Question 20 - Update Kubernetes Version and Join Cluster
Question 20 | Update Kubernetes Version and join cluster
Use context: kubectl config use-context k8s-c3-CCC
Your coworker said node cluster3-node2 is running an older Kubernetes version and is not even part of the cluster. Update Kubernetes on that node to the exact version that's running on cluster3-controlplane1. Then add this node to the cluster. Use kubeadm for this.
# Upgrading kubeadm clusters
# cluster3-node2 really isn't here, let's enter it and make it available at the same version as the cluster
k get node
NAME STATUS ROLES AGE VERSION
cluster3-controlplane1 Ready control-plane 3h28m v1.29.0
cluster3-node1 Ready <none> 3h23m v1.29.0
ssh cluster3-node2
# checking kubectl version
root@cluster3-node2:~# kubectl version --short
#Client Version: v1.28.5
#Kustomize Version: v5.0.4-0.20230601165947-6ce0bf390ce3
#The connection to the server localhost:8080 was refused - did you specify the right host or port?
# checking kubelet version
root@cluster3-node2:~# kubelet --version
#Kubernetes v1.28.5
# checking kubeadm version
root@cluster3-node2:~# kubeadm version
#kubeadm version: &version.Info{Major:"1", Minor:"29", GitVersion:"v1.29.0",##GitCommit:"3f7a50f38688eb332e2a1b013678c6435d539ae6", GitTreeState:"clean", BuildDate:"2023-12-13T08:50:10Z", #GoVersion:"go1.21.5", Compiler:"gc", Platform:"linux/amd64"}
#Above we can see that kubeadm is already installed in the wanted version, so we don't need to install it.
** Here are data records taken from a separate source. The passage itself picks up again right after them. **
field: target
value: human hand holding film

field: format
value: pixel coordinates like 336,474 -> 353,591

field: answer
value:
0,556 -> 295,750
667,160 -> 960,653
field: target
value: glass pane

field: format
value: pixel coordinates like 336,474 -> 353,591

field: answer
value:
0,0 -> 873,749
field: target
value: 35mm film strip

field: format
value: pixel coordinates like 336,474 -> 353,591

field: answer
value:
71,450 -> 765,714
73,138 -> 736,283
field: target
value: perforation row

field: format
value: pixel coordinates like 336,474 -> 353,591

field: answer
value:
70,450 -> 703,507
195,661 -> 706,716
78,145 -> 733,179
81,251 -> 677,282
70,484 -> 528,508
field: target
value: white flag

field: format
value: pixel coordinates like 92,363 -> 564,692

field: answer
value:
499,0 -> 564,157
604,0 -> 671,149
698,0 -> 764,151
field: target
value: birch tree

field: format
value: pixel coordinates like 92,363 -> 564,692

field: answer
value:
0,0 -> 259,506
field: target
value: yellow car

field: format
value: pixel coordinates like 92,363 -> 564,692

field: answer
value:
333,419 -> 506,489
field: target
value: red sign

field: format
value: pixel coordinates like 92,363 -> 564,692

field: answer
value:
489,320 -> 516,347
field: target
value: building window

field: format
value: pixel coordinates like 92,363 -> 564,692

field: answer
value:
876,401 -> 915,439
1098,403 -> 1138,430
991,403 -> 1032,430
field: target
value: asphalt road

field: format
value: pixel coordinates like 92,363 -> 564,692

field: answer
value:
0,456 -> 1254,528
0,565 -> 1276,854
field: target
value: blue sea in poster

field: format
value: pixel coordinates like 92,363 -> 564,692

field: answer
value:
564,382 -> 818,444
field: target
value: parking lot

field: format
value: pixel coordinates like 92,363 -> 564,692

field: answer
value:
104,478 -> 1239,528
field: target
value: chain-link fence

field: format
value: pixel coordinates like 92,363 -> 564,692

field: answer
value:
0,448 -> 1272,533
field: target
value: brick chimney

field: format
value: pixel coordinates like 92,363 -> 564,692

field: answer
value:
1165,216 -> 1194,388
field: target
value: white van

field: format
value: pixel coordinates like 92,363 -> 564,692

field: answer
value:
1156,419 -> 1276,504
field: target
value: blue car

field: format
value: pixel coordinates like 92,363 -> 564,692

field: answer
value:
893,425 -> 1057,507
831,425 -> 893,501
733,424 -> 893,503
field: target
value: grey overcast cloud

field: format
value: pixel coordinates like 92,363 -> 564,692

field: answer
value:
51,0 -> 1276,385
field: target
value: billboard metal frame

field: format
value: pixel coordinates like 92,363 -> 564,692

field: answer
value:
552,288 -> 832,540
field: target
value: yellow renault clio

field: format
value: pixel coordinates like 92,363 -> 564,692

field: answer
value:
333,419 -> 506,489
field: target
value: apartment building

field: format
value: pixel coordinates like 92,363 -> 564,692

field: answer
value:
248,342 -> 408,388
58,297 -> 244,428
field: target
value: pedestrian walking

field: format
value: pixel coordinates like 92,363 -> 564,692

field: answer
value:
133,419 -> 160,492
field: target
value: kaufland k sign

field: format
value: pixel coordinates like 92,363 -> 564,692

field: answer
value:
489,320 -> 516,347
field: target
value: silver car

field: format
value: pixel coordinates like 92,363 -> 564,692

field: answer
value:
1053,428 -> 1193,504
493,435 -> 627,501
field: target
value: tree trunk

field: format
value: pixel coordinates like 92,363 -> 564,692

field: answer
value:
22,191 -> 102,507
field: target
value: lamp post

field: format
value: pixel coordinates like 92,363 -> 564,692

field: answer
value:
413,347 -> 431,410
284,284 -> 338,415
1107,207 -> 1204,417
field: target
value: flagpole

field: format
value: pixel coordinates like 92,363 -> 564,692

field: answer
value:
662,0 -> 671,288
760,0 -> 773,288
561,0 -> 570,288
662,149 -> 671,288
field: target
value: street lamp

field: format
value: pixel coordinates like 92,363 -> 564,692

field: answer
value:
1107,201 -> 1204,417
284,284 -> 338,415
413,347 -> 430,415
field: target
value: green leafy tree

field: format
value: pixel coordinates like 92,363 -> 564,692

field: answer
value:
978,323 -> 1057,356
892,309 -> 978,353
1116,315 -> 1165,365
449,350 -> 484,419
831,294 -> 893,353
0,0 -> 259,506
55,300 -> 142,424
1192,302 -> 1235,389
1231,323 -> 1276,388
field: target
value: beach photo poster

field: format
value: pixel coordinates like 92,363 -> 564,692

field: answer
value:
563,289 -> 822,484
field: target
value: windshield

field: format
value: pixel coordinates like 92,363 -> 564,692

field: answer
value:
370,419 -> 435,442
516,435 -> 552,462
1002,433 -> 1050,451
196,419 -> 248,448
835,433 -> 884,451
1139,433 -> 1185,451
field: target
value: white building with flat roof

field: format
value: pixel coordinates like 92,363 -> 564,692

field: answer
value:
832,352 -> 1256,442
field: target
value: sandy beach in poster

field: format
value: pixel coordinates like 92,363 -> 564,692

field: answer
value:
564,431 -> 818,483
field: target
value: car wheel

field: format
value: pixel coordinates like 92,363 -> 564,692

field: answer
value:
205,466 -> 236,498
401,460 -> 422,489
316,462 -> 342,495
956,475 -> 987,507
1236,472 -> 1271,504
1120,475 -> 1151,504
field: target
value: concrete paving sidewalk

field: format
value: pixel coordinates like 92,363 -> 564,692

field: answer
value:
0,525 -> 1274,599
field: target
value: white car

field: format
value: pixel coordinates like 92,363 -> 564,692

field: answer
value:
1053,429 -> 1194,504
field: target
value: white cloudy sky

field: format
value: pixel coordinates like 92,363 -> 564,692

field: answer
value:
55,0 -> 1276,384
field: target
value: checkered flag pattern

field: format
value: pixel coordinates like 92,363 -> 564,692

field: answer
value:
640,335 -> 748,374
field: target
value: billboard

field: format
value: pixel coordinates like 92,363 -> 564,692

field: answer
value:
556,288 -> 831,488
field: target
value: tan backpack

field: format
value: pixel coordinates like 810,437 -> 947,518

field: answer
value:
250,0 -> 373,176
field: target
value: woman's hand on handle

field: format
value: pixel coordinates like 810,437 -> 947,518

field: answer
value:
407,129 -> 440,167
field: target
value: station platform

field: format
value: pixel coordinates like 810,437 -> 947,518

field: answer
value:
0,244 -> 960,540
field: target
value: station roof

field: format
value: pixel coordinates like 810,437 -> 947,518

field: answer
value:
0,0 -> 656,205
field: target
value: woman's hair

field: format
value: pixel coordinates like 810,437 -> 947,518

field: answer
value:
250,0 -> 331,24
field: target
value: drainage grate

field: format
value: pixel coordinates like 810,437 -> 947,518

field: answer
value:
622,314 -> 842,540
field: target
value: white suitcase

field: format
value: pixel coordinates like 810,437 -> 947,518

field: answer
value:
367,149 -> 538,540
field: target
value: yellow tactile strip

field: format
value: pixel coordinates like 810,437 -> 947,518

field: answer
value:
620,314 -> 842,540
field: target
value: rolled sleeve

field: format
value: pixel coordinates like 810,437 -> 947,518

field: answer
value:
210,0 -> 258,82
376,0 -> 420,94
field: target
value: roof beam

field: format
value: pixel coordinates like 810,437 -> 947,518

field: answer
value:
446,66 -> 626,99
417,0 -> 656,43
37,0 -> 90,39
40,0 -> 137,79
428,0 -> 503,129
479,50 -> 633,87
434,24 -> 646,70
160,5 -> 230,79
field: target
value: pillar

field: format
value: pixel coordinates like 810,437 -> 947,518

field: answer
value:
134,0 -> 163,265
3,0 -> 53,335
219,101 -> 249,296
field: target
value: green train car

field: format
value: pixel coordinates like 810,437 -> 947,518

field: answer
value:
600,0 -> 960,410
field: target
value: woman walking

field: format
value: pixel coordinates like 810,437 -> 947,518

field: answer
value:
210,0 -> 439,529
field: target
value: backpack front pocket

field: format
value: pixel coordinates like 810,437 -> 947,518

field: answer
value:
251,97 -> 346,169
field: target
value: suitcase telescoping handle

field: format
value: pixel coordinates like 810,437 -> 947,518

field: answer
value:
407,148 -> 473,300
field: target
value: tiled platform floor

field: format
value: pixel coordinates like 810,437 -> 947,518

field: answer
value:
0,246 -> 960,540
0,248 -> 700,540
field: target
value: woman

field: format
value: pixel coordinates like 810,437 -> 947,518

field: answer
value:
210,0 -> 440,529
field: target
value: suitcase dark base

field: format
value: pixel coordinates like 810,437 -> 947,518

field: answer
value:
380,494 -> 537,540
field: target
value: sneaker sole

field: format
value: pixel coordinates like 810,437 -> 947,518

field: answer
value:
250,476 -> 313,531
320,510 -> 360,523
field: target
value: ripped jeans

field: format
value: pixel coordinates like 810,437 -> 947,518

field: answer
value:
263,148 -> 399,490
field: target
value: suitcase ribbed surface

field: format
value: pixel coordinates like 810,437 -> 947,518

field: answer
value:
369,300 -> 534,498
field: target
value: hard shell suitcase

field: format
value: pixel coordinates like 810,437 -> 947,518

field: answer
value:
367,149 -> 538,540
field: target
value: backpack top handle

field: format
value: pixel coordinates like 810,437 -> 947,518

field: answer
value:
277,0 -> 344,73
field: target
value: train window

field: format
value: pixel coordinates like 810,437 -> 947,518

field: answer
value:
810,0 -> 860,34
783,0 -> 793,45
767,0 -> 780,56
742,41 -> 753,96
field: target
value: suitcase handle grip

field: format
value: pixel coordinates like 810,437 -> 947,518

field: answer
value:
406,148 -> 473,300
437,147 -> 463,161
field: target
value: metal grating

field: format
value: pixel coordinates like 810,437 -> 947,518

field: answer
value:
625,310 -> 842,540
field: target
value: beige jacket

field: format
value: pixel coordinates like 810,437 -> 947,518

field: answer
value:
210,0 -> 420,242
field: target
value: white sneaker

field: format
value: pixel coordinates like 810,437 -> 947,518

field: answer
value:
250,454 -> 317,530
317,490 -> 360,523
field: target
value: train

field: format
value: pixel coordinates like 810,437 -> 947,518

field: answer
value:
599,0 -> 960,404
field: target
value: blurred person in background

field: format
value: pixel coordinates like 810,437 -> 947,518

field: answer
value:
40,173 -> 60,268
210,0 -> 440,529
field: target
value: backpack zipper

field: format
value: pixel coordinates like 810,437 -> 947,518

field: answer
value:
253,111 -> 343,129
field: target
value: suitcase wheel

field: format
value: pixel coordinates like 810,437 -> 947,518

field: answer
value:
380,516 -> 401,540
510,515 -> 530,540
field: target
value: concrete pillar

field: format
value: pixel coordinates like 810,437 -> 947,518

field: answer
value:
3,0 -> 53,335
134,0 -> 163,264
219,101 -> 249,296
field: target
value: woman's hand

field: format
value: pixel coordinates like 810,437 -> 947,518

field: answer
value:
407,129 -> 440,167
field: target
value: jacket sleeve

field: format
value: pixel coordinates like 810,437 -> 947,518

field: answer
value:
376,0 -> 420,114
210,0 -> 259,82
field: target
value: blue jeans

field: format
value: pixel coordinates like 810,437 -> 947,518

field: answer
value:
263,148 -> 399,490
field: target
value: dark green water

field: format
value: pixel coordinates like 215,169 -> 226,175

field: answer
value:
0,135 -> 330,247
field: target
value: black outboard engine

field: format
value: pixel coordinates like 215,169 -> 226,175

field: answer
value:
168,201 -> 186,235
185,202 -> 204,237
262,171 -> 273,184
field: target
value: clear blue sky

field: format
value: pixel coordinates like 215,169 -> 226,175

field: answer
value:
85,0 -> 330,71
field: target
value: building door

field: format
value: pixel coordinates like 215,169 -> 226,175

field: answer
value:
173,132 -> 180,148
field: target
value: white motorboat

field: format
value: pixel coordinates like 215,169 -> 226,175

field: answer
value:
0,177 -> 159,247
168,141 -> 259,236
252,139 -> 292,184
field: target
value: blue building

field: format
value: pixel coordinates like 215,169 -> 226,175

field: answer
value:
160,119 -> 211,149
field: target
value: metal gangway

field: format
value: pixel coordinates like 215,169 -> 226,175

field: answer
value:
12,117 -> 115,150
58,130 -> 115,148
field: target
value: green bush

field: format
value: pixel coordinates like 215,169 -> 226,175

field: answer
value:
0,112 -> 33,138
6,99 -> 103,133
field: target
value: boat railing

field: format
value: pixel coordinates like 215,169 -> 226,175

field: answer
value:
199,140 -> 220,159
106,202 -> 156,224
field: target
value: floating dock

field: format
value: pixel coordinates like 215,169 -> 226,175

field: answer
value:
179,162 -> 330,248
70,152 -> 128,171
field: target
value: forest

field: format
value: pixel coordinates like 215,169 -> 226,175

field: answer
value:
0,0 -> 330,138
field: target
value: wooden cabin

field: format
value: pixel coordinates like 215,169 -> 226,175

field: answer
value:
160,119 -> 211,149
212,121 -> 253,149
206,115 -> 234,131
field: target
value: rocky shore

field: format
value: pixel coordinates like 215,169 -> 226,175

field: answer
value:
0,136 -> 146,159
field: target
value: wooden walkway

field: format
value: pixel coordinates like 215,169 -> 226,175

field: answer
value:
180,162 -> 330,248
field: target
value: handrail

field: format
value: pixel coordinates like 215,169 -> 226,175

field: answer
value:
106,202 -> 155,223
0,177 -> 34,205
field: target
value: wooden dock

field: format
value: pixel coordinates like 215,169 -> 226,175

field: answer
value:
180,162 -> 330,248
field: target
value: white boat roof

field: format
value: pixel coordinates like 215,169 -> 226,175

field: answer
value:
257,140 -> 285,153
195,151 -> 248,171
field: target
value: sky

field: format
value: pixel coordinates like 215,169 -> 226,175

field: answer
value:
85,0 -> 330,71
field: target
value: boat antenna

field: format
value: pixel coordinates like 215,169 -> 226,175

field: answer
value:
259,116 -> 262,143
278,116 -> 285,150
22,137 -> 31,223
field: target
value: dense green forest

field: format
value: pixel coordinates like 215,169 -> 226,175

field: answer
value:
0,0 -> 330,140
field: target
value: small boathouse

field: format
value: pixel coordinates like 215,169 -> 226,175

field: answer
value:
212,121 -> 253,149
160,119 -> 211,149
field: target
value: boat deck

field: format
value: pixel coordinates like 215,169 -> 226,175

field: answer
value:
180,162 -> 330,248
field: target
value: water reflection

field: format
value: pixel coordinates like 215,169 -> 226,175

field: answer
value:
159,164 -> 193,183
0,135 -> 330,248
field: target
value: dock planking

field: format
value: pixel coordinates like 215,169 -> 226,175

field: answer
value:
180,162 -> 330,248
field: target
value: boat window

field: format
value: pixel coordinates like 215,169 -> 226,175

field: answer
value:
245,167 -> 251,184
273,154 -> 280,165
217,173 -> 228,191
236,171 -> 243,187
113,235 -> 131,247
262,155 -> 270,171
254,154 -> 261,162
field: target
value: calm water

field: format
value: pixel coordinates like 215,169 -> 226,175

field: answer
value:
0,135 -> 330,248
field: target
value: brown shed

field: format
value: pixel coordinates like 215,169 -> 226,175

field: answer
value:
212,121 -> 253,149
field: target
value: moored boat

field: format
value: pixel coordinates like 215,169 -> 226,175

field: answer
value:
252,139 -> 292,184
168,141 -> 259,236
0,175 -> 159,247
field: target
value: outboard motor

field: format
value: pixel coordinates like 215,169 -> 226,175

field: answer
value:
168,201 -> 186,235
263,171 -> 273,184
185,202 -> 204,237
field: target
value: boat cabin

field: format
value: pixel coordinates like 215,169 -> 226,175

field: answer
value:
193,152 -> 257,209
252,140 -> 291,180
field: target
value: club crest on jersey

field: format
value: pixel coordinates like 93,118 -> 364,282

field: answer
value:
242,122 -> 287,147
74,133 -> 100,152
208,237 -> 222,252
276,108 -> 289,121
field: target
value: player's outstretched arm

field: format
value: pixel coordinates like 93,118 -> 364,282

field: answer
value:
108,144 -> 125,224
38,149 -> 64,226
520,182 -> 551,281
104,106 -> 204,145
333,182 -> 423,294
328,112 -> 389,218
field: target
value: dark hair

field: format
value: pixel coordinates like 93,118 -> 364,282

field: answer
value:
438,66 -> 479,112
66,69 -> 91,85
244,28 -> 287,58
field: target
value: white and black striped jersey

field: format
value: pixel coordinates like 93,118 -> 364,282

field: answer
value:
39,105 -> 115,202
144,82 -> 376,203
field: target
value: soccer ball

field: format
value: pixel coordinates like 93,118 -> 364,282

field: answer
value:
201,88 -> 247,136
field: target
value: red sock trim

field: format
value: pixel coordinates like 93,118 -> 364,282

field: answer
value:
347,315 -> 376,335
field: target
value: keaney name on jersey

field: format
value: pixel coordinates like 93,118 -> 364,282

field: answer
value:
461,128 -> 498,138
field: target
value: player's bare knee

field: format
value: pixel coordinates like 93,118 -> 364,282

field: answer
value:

Hence we can run:
root@cluster3-node2:~# kubeadm upgrade node
#couldn't create a Kubernetes client from file "/etc/kubernetes/kubelet.conf": failed to load admin kubeconfig: open /etc/kubernetes/kubelet.conf: no such file or directory
#To see the stack trace of this error execute with --v=5 or higher
#This is usually the proper command to upgrade a node. But this error means that this node was never even initialised, so nothing to update here. This will be done later using kubeadm join. For now we can continue with kubelet and kubectl:
root@cluster3-node2:~# apt update
Hit:1 http://ppa.launchpad.net/rmescandon/yq/ubuntu focal InRelease
Hit:3 http://us.archive.ubuntu.com/ubuntu focal InRelease
Hit:4 http://security.ubuntu.com/ubuntu focal-security InRelease
Hit:2 https://prod-cdn.packages.k8s.io/repositories/isv:/kubernetes:/core:/stable:/v1.28/deb InRelease
Hit:5 https://prod-cdn.packages.k8s.io/repositories/isv:/kubernetes:/core:/stable:/v1.29/deb InRelease
Get:6 http://us.archive.ubuntu.com/ubuntu focal-updates InRelease [114 kB]
Hit:7 http://us.archive.ubuntu.com/ubuntu focal-backports InRelease
Get:8 http://us.archive.ubuntu.com/ubuntu focal-updates/main i386 Packages [919 kB]
Get:9 http://us.archive.ubuntu.com/ubuntu focal-updates/main amd64 Packages [3,023 kB]
Get:10 http://us.archive.ubuntu.com/ubuntu focal-updates/universe amd64 Packages [1,141 kB]
Get:11 http://us.archive.ubuntu.com/ubuntu focal-updates/universe i386 Packages [762 kB]
Fetched 5,959 kB in 3s (2,049 kB/s)
Reading package lists... Done
Building dependency tree
Reading state information... Done
222 packages can be upgraded. Run 'apt list --upgradable' to see them.
➜ root@cluster3-node2:~# apt show kubectl -a | grep 1.29
Version: 1.29.0-1.1
APT-Sources: https://pkgs.k8s.io/core:/stable:/v1.29/deb Packages
➜ root@cluster3-node2:~# apt install kubectl=1.29.0-1.1 kubelet=1.29.0-1.1
Reading package lists... Done
Building dependency tree
Reading state information... Done
The following packages will be upgraded:
kubectl kubelet
2 upgraded, 0 newly installed, 0 to remove and 220 not upgraded.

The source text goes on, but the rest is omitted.